Unsupervised Signal Deconvolution for Multiscale Characterization of Tissue Heterogeneity
Files
TR Number
Date
Authors
Journal Title
Journal ISSN
Volume Title
Publisher
Abstract
Characterizing complex tissues requires precise identification of distinctive cell types, cell-specific signatures, and subpopulation proportions. Tissue heterogeneity, arising from multiple cell types, is a major confounding factor in studying individual subpopulations and repopulation dynamics. Tissue heterogeneity cannot be resolved directly by most global molecular and genomic profiling methods. While signal deconvolution has widespread applications in many real-world problems, there are significant limitations associated with existing methods, mainly unrealistic assumptions and heuristics, leading to inaccurate or incorrect results. In this study, we formulate the signal deconvolution task as a blind source separation problem, and develop novel unsupervised deconvolution methods within the Convex Analysis of Mixtures (CAM) framework, for characterizing multi-scale tissue heterogeneity. We also explanatorily test the application of Significant Intercellular Genomic Heterogeneity (SIGH) method.
Unlike existing deconvolution methods, CAM can identify tissue-specific markers directly from mixed signals, a critical task, without relying on any prior knowledge. Fundamental to the success of our approach is a geometric exploitation of tissue-specific markers and signal non-negativity. Using a well-grounded mathematical framework, we have proved new theorems showing that the scatter simplex of mixed signals is a rotated and compressed version of the scatter simplex of pure signals and that the resident markers at the vertices of the scatter simplex are the tissue-specific markers. The algorithm works by geometrically locating the vertices of the scatter simplex of measured signals and their resident markers. The minimum description length (MDL) criterion is applied to determine the number of tissue populations in the sample. Based on CAM principle, we integrated nonnegative independent component analysis (nICA) and convex matrix factorization (CMF) methods, developed CAM-nICA/CMF algorithm, and applied them to multiple gene expression, methylation and protein datasets, achieving very promising results validated by the ground truth or gene enrichment analysis. We integrated CAM with compartment modeling (CM) and developed multi-tissue compartment modeling (MTCM) algorithm, tested on real DCE-MRI data derived from mouse models with consistent and plausible results. We also developed an open-source R-Java software package that implements various CAM based algorithms, including an R package approved by Bioconductor specifically for tumor-stroma deconvolution.

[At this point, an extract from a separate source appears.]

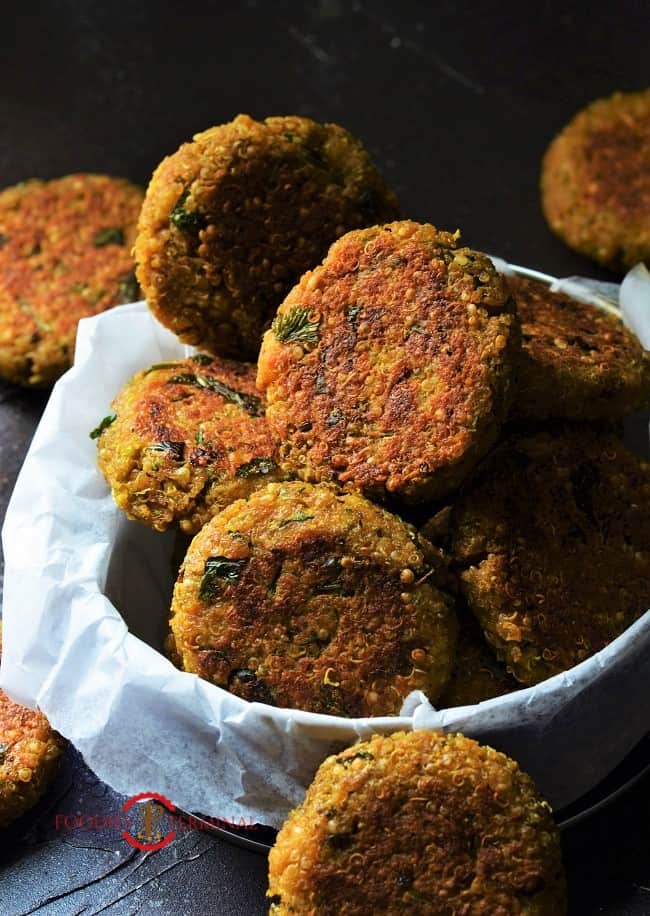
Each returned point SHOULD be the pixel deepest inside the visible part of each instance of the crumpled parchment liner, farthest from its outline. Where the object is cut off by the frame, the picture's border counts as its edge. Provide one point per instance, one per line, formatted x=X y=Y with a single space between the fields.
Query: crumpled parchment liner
x=86 y=598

While intercellular heterogeneity is often manifested by multiple clones with distinct sequences, systematic efforts to characterize intercellular genomic heterogeneity must effectively distinguish significant genuine clonal sequences from probabilistic fake derivatives. Based on the preliminary studies originally targeting immune T-cells, we tested and applied the SIGH algorithm to characterize intercellular heterogeneity directly from mixed sequencing reads. SIGH works by exploiting the statistical differences in both the sequencing error rates at different nucleobases and the read counts of fake sequences in relation to genuine clones of variable abundance.